L’employeur peut être incité à verser des salaires élevés à ses employés afin de s’attacher leurs services de manière durable. En d’autres termes, l’employeur tente de réduire la rotation de la main-d’œuvre dans son entreprise. En effet, dans bien des cas, celle-ci constitue une opération coûteuse et est, par ailleurs, source de perte d’efficacité. On peut penser notamment aux coûts des licenciements et aux dépenses nécessaires à la recherche, à la sélection et à la formation du nouvel employé. Pour éviter d’engager ces divers frais, l’entreprise offre des salaires relativement élevés de manière à retenir ses employés.

Éviter le resquillage

Il existe un grand nombre d’emplois, et notamment dans les services, pour lesquels il est extrêmement difficile de vérifier parfaitement l’ardeur au travail. En Effet, un contrôle parfait de la productivité du travailleur nécessiterait des coûts prohibitifs pour la firme. Le contrôle des travailleurs étant imparfait, l’entreprise s’expose alors à du resquillage de la part de ses employés. Afin d’éviter ce resquillage, l’employeur utilise le salaire comme mécanisme incitatif. La logique qui sous-tend ce raisonnement est la suivante : un salaire élevé induit davantage de discipline de travail car, en cas de licenciement pour resquillage, le salarié s’expose à une perte importante mesurée par le salaire qu’il ne perçoit plus.

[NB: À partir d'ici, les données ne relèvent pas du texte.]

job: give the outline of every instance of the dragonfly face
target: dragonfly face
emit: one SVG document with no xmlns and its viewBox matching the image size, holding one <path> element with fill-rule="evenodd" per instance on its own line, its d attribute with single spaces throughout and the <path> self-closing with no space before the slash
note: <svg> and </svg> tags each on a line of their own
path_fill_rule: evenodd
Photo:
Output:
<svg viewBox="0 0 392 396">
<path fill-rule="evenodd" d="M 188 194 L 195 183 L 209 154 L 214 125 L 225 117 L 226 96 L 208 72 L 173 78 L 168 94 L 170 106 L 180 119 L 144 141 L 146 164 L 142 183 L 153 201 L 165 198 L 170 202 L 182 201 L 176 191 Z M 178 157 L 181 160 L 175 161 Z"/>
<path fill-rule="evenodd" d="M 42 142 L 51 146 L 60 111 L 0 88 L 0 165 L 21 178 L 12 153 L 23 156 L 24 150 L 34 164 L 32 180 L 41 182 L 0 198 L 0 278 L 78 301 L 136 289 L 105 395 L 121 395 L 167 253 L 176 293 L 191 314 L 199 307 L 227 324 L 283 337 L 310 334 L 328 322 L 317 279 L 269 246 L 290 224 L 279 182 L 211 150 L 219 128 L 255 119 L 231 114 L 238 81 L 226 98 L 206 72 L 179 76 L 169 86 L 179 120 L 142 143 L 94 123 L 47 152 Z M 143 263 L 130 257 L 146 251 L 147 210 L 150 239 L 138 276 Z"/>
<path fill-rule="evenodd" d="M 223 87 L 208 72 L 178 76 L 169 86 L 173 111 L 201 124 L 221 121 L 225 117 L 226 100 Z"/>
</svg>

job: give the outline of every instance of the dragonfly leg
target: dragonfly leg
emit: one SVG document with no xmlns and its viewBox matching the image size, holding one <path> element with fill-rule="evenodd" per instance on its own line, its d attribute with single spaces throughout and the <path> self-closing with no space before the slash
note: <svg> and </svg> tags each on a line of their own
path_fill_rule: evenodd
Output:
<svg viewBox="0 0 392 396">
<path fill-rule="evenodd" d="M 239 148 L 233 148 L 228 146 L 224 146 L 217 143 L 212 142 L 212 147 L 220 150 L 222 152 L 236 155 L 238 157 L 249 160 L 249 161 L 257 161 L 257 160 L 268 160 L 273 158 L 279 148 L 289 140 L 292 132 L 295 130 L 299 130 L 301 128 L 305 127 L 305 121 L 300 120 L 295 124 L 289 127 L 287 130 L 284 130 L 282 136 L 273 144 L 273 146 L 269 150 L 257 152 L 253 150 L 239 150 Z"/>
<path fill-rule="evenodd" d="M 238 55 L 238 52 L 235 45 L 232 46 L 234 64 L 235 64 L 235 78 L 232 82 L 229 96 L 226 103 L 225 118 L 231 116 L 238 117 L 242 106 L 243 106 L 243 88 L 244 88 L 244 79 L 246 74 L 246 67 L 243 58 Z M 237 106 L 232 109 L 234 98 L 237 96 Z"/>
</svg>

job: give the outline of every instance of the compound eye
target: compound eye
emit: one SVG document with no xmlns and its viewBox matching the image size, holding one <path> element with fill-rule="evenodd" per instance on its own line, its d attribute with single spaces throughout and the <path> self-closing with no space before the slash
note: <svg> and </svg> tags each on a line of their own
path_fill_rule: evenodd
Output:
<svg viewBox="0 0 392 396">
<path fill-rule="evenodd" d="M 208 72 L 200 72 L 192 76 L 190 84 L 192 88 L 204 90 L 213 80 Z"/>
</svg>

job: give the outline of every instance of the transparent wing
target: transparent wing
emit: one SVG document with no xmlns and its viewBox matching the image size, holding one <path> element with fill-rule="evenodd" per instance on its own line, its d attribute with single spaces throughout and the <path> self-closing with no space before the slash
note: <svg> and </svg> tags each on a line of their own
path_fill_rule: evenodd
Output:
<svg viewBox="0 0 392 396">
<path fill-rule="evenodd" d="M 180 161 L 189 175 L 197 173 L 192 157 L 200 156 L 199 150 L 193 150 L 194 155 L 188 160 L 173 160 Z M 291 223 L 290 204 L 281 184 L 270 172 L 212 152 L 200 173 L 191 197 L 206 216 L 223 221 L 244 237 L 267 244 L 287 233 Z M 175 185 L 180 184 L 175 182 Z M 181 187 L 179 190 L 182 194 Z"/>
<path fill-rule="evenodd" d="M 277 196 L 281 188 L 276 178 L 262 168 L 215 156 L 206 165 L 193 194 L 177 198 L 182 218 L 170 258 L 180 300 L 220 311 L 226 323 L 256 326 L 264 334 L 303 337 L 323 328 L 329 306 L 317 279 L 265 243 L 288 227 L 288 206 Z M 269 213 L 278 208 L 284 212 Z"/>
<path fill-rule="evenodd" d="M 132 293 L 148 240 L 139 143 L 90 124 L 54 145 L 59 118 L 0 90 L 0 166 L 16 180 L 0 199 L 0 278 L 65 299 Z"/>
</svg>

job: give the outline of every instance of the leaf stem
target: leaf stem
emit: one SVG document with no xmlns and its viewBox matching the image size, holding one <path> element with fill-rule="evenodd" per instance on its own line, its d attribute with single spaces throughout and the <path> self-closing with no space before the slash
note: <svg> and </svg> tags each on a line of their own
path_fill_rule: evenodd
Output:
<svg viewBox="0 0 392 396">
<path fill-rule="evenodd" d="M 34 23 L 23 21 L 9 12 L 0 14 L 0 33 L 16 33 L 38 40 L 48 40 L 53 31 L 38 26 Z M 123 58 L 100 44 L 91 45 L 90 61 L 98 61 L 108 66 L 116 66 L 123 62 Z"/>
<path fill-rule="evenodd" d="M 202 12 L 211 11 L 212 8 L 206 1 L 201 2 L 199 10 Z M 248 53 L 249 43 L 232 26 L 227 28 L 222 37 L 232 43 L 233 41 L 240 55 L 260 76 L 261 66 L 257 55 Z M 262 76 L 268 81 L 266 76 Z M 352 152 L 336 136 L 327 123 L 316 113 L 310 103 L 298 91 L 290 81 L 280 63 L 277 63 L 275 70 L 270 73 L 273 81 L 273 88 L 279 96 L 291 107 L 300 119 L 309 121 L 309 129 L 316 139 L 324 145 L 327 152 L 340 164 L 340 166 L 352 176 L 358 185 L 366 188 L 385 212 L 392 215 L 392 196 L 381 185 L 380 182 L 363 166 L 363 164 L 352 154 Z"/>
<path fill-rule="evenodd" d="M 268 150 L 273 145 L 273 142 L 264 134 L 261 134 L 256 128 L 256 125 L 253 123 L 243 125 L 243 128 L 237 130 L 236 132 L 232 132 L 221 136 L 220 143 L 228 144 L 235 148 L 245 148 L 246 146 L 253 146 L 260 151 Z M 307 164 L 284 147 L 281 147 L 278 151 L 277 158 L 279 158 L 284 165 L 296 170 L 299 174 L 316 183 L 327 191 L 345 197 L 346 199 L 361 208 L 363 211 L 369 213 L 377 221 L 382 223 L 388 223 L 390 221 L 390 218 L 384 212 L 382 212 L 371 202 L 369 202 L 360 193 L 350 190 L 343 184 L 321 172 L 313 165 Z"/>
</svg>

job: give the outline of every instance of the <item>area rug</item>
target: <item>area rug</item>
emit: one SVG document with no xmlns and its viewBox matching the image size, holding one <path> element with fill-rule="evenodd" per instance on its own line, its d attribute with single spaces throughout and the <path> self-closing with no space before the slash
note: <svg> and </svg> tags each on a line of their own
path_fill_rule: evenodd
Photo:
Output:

Il est communément admis que les syndicats sont une source importante de la rigidité à la baisse des salaires. Cependant, les nouvelles approches du marché du travail soulignent que les employeurs peuvent également se montrer défavorables à une réduction des salaires. Ce résultat ne relève pas d’un comportement altruiste de la part des employeurs, mais bien d’un raisonnement économique rationnel s’appuyant sur l’efficacité du travail.

Ces nouvelles approches présentent aussi l’avantage de considérer l’employeur comme un agent moins naïf que dans les théories standards, dans la mesure où celui-ci n’associe plus mécaniquement « baisse des salaires et hausse des profits ».